Three of the five crRNAs showed no off-targets in the constructed database. For crRNA 3 and crRNA 4, possible off-targets were detected but just as a result of the identity parameter being rather low in the BLAST-short run. When looking at the results, it is clearly visible that the sequences are not identical enough to show any RNase activity of Cas13a since the 28 bases target is specific to up to 2 mutations, but all the hits that have been found are with a match of 17 bases far from the 28 bases long.

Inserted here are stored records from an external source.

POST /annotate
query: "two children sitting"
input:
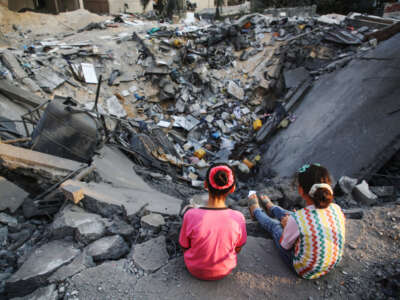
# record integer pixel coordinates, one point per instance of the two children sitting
(310, 240)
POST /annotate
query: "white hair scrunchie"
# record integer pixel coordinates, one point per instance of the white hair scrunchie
(317, 186)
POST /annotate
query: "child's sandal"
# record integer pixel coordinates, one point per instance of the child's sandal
(252, 200)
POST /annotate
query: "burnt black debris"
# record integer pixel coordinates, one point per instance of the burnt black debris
(105, 136)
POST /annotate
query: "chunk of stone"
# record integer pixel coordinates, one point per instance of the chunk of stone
(152, 221)
(70, 218)
(3, 236)
(110, 247)
(40, 264)
(235, 91)
(295, 77)
(80, 263)
(362, 194)
(110, 280)
(347, 184)
(151, 255)
(11, 196)
(89, 232)
(117, 226)
(8, 220)
(354, 213)
(44, 293)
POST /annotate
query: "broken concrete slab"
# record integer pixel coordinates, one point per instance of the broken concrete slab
(152, 221)
(117, 226)
(41, 263)
(44, 293)
(362, 194)
(51, 167)
(235, 91)
(110, 280)
(383, 191)
(150, 255)
(114, 167)
(260, 274)
(68, 220)
(80, 263)
(106, 200)
(11, 196)
(343, 145)
(89, 232)
(11, 62)
(20, 95)
(272, 192)
(110, 247)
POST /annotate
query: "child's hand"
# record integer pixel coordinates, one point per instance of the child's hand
(251, 193)
(284, 221)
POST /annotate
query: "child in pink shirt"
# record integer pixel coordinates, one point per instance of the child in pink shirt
(212, 236)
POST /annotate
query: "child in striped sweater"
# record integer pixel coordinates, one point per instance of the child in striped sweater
(310, 240)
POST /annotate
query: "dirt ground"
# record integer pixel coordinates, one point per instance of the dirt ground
(42, 24)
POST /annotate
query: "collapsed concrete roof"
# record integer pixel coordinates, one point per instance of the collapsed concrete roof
(349, 121)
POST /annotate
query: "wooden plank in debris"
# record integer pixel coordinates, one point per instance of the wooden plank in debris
(17, 94)
(13, 157)
(386, 33)
(72, 192)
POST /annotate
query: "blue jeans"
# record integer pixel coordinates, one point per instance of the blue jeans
(274, 227)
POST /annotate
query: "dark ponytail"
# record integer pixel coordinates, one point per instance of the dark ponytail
(309, 175)
(221, 179)
(322, 198)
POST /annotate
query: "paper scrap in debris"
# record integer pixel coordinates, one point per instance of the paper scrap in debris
(89, 73)
(187, 122)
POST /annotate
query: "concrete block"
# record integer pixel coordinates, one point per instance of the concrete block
(11, 196)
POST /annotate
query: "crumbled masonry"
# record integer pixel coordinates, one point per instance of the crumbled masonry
(108, 125)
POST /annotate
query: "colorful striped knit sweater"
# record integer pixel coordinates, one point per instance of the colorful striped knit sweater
(321, 241)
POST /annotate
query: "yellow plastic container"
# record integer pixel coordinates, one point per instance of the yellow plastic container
(257, 124)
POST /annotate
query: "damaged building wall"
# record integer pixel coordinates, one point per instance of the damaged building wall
(115, 6)
(348, 121)
(51, 6)
(16, 5)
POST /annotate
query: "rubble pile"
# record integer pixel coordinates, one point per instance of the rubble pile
(84, 113)
(216, 88)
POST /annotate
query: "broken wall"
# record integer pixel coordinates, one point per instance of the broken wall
(348, 122)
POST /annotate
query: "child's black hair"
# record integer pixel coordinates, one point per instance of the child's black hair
(315, 174)
(221, 179)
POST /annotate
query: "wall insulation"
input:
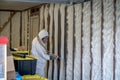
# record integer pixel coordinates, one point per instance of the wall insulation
(62, 60)
(108, 46)
(56, 11)
(86, 42)
(50, 69)
(69, 70)
(15, 31)
(25, 29)
(117, 38)
(77, 53)
(3, 18)
(96, 40)
(85, 36)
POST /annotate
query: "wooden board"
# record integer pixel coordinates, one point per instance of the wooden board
(86, 42)
(77, 53)
(15, 35)
(3, 18)
(62, 60)
(69, 68)
(108, 10)
(41, 17)
(46, 16)
(96, 40)
(117, 68)
(50, 70)
(34, 26)
(56, 9)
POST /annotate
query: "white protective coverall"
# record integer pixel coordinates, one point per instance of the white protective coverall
(39, 51)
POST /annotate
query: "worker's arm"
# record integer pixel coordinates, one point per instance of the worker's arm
(45, 55)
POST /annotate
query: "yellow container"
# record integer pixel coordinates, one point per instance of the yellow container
(28, 57)
(33, 77)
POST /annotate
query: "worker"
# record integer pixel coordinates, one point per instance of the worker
(39, 50)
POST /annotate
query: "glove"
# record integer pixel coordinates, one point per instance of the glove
(53, 57)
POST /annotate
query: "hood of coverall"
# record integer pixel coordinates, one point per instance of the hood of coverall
(43, 33)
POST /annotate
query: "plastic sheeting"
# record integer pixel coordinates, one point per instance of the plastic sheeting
(86, 42)
(108, 45)
(96, 40)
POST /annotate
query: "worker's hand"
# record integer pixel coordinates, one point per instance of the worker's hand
(53, 57)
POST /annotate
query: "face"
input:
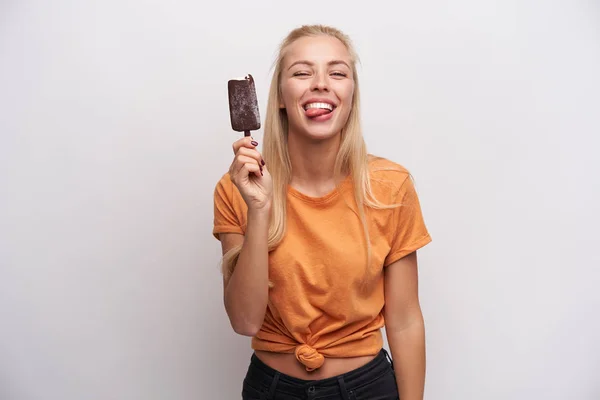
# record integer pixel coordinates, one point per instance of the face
(317, 86)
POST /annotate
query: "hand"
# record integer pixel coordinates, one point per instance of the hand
(249, 174)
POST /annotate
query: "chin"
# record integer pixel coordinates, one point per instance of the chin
(319, 133)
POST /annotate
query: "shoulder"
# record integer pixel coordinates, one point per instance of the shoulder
(388, 176)
(226, 190)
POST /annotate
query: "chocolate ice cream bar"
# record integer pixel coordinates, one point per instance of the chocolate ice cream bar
(243, 105)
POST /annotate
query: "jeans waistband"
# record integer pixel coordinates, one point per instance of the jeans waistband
(277, 381)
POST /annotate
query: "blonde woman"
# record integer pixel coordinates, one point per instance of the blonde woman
(319, 240)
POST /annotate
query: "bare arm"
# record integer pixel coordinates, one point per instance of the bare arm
(246, 291)
(405, 328)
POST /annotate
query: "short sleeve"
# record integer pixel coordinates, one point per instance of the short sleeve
(228, 212)
(409, 232)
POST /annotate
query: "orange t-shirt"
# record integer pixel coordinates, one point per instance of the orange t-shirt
(325, 300)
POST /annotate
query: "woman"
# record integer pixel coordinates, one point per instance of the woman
(317, 237)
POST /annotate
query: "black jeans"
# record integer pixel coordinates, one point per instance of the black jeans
(373, 381)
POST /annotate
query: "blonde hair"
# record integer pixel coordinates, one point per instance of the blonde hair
(352, 157)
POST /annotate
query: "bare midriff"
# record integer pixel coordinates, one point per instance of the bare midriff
(288, 364)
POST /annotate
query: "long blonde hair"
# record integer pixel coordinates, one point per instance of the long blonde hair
(352, 157)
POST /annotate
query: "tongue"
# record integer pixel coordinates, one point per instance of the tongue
(316, 112)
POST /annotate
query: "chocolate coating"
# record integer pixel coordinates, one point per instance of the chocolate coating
(243, 104)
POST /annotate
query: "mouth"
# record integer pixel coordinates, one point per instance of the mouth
(314, 109)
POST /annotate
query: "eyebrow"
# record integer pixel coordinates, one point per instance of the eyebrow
(333, 62)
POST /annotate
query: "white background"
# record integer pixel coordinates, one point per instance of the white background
(115, 128)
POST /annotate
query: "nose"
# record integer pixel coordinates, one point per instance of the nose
(320, 82)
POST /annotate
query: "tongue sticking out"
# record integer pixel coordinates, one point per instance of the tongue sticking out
(316, 112)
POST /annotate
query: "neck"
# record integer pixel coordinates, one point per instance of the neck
(313, 163)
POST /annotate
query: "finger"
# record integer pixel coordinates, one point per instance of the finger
(251, 168)
(247, 142)
(252, 153)
(241, 160)
(241, 169)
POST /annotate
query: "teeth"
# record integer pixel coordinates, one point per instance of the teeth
(319, 105)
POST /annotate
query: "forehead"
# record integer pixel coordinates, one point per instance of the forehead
(317, 49)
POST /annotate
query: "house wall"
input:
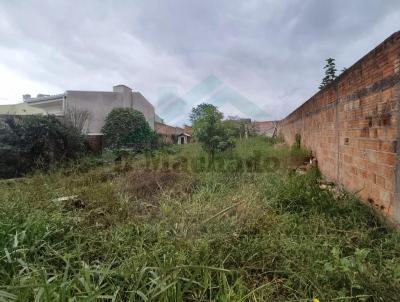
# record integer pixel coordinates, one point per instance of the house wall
(100, 103)
(97, 103)
(352, 128)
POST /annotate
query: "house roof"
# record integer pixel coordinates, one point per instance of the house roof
(20, 109)
(45, 98)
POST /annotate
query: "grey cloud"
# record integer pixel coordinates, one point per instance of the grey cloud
(270, 51)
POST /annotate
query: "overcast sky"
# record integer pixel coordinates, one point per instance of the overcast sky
(272, 52)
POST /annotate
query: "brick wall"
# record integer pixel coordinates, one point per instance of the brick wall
(352, 127)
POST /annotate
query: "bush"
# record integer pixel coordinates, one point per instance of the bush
(209, 130)
(28, 142)
(128, 128)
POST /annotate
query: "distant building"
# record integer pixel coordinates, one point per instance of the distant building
(168, 133)
(267, 128)
(97, 105)
(20, 109)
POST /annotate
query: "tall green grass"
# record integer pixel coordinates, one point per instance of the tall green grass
(205, 236)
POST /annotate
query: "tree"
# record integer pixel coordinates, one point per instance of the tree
(209, 130)
(77, 118)
(330, 73)
(128, 128)
(28, 142)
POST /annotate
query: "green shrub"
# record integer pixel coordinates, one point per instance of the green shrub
(28, 142)
(128, 128)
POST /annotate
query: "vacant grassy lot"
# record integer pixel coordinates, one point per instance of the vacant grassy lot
(259, 233)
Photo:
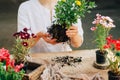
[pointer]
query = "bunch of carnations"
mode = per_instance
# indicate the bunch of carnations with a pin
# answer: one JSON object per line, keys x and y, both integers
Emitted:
{"x": 114, "y": 47}
{"x": 103, "y": 25}
{"x": 23, "y": 42}
{"x": 8, "y": 70}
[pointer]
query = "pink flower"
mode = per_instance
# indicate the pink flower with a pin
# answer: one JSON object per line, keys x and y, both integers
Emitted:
{"x": 4, "y": 54}
{"x": 93, "y": 28}
{"x": 18, "y": 67}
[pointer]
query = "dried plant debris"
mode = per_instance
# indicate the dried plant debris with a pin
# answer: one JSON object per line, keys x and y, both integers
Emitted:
{"x": 67, "y": 60}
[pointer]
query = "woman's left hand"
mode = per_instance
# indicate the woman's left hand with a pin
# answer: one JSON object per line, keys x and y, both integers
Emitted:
{"x": 72, "y": 31}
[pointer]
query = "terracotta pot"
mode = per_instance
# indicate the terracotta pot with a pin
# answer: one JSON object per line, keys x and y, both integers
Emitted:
{"x": 113, "y": 76}
{"x": 58, "y": 32}
{"x": 101, "y": 57}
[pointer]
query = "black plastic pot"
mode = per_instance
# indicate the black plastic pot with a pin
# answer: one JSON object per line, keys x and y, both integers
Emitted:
{"x": 101, "y": 57}
{"x": 113, "y": 76}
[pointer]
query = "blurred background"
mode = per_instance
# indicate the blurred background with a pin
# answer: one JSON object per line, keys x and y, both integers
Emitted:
{"x": 8, "y": 21}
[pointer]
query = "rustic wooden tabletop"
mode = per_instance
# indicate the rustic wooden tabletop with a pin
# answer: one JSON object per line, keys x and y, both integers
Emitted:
{"x": 86, "y": 66}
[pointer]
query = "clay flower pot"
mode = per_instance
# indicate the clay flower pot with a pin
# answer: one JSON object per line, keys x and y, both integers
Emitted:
{"x": 101, "y": 57}
{"x": 113, "y": 76}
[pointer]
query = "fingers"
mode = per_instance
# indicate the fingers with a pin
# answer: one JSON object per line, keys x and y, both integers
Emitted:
{"x": 73, "y": 31}
{"x": 48, "y": 39}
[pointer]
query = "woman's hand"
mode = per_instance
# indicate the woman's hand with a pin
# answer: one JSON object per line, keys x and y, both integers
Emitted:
{"x": 36, "y": 38}
{"x": 75, "y": 38}
{"x": 72, "y": 32}
{"x": 48, "y": 39}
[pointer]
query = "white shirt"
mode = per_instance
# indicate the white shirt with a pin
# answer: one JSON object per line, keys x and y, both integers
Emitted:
{"x": 34, "y": 16}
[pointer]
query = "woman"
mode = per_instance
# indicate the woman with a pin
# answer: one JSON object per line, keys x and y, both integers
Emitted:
{"x": 37, "y": 15}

Finally, we can conclude that our software did not find any problems in the crRNA design of Team Delft. It seems that their constructs will most probably show activity and, at least for the mentioned species, it will not show any off-target effects.

From TU Delft

The TU Delft team developed a simulation code for modeling the on and off-target activities for sequences on all possible frames on the genome. In this, they employ a kinetic model by Depken et al. in 2017 to determine whether off-target activities are high enough to give a false positive collateral RNase activity of the Cas13a protein. They deducted from these model cleavage probabilities for different crRNA sequences and could thus make statements of the possibility to distinguish between our two bacterial targets, the 16S rRNA of E. Coli and B. subtillis. By running the crRNA against both genomes of these species, they determined the off-target probability to be very low for all our crRNA design as shown in Figure 3. Thus, they deduced from these that our crRNA design would be able to differentiate between E. Coli and B. subtilis.

LightbringerReal

Figure 3: Off-target probability of activation of the Cas13a protein for our crRNAs sensing E.Coli (1.3) and B. subtillis crRNA 1-3 are taken into one since the spacer sequence of the crRNA was identical for these constructs.



We would like to thank Team Delft for the fun collaboration and wish you all the best for your project. We are looking forward to seeing you in Boston.

References

  1. Klein, M., Eslami-Mossallam, B., Gonzalez Arroyo, D., Depken, M. (2017). "The kinetic basis of CRISPR-Cas off-targeting rules." doi: 10.1101/143602.